Since 1987 his paintings have interrogated post-structuralist ideas, which had taken the art world by storm in the 1970s. Tansey explored these intellectual problems connected with the history of painting and critical theory with a wry and literalist humor. The artist points to the pervasive sentiment in the 1970s that "painting was dead" as a direct influence on his art. He explains, "It was a time when the formalists' prohibition against representation seemed no longer to have authority and anything was possible, but the first problem or the problem that I was concerned with was what to do a picture of" (M. Tansey, quoted in P. Sims, Mark Tansey: Art and Source, exh. cat., Seattle Art Museum, Seattle, 1990, p. 4). It was in this environment of being a painter in a world where painting was dead, that Tansey set out to make pictures about picture-making.

Tansey's chosen medium is nearly as exacting as a fresco: starting with what appears to be a blank canvas, the artist has already applied a layer of gesso upon which he applies a wash of his monochromatic color of choice. Using a type of erasure, Tansey coaxes his image to appear, creating form by manipulating the paint through wipes or pulls executed through a host of tools and techniques that expose the white ground underneath. Paradoxically, through the subtraction of paint, Tansey adds to the canvas's composition, turning his seemingly destructive tendencies into creative ends. As the work dries, different forms and effects emerge that both incorporate time and temporality into his painting strategy. The result is a surface which has become a physical document of his process.

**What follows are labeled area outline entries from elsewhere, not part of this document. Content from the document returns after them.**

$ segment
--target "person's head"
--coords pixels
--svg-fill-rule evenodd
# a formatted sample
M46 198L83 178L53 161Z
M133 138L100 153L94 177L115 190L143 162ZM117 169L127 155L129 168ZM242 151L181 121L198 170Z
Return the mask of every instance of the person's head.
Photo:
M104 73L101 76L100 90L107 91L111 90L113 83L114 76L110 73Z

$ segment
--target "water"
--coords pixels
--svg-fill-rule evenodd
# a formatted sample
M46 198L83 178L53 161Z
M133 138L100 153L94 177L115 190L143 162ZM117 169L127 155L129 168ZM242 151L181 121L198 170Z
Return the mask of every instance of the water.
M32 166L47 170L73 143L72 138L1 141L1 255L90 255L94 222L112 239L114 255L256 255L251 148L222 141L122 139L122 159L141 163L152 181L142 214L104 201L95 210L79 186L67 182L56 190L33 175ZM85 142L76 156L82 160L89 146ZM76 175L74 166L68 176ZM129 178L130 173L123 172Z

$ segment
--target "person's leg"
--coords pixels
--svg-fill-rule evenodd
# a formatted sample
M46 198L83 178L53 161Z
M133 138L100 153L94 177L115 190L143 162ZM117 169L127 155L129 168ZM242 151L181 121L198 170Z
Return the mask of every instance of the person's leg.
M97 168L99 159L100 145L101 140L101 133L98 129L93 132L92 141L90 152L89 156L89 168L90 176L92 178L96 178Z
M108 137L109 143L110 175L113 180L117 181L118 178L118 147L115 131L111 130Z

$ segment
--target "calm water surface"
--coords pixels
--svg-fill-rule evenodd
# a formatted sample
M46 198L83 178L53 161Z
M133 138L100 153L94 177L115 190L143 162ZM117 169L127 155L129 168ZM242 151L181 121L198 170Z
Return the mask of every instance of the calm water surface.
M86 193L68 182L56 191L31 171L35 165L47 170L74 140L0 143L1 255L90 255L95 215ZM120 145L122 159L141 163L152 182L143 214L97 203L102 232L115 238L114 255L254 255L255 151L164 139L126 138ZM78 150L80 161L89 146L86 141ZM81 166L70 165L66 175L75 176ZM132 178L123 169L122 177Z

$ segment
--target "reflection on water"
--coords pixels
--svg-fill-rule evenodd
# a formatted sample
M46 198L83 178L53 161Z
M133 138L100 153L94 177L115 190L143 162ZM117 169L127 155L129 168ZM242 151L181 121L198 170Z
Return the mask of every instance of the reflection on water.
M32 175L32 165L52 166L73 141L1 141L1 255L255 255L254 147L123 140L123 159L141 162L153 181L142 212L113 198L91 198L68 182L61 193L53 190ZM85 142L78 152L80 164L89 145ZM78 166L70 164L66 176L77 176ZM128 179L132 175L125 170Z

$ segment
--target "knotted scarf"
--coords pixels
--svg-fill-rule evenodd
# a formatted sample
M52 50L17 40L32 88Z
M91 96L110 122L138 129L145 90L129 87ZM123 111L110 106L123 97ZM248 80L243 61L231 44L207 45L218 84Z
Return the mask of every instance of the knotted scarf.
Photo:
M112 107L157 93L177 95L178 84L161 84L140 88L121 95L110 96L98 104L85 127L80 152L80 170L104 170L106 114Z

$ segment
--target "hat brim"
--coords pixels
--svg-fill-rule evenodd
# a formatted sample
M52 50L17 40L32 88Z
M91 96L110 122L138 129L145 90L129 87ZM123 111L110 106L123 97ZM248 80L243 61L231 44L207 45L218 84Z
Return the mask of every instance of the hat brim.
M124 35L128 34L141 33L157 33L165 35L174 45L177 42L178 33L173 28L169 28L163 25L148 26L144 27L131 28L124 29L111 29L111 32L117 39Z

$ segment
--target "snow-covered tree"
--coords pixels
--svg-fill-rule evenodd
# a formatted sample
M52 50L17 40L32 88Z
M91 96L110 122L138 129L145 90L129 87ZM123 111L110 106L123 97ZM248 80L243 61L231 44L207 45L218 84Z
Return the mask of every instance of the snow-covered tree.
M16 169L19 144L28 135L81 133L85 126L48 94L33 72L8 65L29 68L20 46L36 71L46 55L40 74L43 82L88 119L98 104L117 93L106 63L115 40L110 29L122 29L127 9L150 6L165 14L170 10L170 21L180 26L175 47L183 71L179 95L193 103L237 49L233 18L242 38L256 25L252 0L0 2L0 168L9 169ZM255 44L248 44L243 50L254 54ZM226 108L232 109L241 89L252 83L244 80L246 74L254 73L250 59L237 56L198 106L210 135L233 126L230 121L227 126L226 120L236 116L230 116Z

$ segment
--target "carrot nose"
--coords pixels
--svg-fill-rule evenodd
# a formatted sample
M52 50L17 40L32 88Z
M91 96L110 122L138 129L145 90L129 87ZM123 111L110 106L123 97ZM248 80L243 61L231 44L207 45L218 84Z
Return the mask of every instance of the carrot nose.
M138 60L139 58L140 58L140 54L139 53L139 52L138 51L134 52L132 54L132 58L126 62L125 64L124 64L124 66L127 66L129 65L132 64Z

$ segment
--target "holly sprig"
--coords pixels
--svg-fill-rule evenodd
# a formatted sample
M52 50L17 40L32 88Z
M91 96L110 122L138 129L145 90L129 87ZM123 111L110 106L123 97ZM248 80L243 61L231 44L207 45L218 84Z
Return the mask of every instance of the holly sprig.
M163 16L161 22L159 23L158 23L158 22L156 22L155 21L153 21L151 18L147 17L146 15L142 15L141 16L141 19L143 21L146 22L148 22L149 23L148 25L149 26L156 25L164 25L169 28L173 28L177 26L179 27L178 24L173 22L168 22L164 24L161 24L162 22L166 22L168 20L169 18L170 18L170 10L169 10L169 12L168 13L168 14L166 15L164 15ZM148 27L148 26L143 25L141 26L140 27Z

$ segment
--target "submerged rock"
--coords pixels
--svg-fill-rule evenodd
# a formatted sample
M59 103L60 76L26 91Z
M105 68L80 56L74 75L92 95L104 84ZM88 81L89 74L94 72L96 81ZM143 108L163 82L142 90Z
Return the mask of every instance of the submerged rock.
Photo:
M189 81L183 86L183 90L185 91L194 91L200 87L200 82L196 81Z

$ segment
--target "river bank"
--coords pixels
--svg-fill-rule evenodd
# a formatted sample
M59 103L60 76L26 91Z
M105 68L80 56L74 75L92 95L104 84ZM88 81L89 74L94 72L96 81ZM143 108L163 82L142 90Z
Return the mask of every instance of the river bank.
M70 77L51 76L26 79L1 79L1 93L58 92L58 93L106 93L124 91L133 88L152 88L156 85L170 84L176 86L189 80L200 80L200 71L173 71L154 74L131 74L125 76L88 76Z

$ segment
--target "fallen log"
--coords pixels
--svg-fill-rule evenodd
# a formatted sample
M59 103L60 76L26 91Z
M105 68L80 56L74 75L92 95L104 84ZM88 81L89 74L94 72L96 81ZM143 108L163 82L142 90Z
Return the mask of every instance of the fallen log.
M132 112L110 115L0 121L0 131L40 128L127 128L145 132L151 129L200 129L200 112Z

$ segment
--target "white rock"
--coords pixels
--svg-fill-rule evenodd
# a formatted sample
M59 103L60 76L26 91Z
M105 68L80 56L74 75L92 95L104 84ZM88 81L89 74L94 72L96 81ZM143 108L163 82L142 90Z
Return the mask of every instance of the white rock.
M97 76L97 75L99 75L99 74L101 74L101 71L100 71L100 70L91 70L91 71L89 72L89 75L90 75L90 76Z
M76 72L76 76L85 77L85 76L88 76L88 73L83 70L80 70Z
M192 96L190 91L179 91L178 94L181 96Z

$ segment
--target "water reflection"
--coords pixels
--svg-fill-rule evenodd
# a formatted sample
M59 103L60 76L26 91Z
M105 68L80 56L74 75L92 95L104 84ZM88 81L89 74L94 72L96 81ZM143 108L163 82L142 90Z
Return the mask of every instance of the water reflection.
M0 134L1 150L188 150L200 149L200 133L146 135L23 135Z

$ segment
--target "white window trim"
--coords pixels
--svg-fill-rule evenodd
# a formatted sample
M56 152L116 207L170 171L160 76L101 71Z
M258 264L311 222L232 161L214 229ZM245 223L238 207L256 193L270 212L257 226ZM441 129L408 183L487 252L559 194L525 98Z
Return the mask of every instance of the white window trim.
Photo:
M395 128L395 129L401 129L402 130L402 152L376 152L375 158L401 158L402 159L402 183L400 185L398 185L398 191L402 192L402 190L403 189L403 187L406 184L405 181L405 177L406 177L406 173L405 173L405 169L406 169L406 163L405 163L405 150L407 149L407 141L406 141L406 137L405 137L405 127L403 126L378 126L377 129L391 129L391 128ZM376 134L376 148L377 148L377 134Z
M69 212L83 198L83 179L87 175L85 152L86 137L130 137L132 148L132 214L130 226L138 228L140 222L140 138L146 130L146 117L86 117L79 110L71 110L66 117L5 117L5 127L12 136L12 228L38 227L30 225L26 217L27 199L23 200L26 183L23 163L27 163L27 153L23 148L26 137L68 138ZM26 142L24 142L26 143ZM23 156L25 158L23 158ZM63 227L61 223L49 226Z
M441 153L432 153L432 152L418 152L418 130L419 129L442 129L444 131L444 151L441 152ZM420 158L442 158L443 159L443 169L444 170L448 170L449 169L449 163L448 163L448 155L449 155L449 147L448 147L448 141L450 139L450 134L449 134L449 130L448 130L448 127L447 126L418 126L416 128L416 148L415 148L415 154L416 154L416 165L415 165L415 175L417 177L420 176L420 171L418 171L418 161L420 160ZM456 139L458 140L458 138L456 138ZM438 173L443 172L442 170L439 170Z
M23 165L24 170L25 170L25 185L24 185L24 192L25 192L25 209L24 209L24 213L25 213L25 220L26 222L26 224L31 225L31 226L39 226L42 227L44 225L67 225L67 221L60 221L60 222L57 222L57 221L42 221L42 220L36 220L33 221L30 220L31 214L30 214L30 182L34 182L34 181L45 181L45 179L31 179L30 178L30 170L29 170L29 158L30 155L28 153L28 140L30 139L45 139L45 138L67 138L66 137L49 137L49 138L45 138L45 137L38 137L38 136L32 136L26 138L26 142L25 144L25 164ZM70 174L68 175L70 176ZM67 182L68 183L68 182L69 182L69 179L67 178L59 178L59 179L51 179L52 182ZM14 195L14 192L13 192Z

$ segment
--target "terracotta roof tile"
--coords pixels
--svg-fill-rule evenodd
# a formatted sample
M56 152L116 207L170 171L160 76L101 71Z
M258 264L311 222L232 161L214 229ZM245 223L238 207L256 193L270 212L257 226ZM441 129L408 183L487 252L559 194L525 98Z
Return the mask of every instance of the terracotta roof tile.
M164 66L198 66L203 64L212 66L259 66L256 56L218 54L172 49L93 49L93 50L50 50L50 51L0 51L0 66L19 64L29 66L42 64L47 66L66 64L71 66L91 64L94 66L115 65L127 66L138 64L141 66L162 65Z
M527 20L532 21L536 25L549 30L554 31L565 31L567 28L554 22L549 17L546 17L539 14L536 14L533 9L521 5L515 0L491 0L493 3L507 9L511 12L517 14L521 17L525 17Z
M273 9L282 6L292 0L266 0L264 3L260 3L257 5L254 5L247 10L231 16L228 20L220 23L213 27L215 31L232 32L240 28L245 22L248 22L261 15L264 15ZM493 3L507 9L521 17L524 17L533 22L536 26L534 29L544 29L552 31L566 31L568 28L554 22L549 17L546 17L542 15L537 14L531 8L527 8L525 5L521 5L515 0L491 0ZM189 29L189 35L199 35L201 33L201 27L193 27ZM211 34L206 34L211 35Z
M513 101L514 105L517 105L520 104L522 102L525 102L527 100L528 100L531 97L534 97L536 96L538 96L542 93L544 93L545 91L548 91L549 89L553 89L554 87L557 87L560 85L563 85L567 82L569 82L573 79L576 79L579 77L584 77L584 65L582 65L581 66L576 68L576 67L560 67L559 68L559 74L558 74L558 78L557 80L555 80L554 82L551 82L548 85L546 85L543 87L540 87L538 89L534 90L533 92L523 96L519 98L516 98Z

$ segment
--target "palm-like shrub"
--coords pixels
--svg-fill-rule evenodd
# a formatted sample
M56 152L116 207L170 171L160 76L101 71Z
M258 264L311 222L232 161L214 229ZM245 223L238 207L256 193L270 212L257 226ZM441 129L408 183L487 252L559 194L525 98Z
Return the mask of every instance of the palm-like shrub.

Clearly engaged with the postmodern discourses surrounding representation, Tansey went one step further by literally incorporating text into the very texture of the work itself. In Bridge over the Cartesian Gap, the lines of text from de Man's book metamorphose into the strata of sedimentary rock. This texture is created by the careful layering and overlaying of silk-screened text from which figures gradually emerge. As images become formed by text, it becomes apparent that there is a graphic dimension to all writing. Through these investigations in 1990, Tansey noted that "it became apparent that texts are representations. Furthermore, representations are texts-- inasmuch as they are the objects of textual analysis. Questions followed. How could a text be critical if the meaning of a text is indeterminate? What made anyone think that the painted representations were limited to one meaning? Or only to the past?" (M. Tansey, quoted in "Notes and Comments," in A.C. Danto, Mark Tansey: Visions and Revisions, New York 1992, p. 132). Faulted and fissured, his rock formations composed of layers of text that has been underscored or crumpled before silk-screening are not fixed, structured, anchored and convey no certifiable meaning. In his Blindness & Insight, de Man asserts that critics who engage in close reading are blind to their own assumptions and consequently misinterpret what they read: "Literary texts are themselves critical but blinded, and the critical reading of the critics tries to deconstruct the blindness" (P. de Man, Blindness and Insight: Essays in the Rhetoric of Contemporary Criticism, Minneapolis 1971, p. 141). Tansey's Bridge over the Cartesian Gap is a tongue-in-cheek reference to his own investigations in light of de Man's argument in his purposeful indistinguishing of the textual and the pictorial in his work.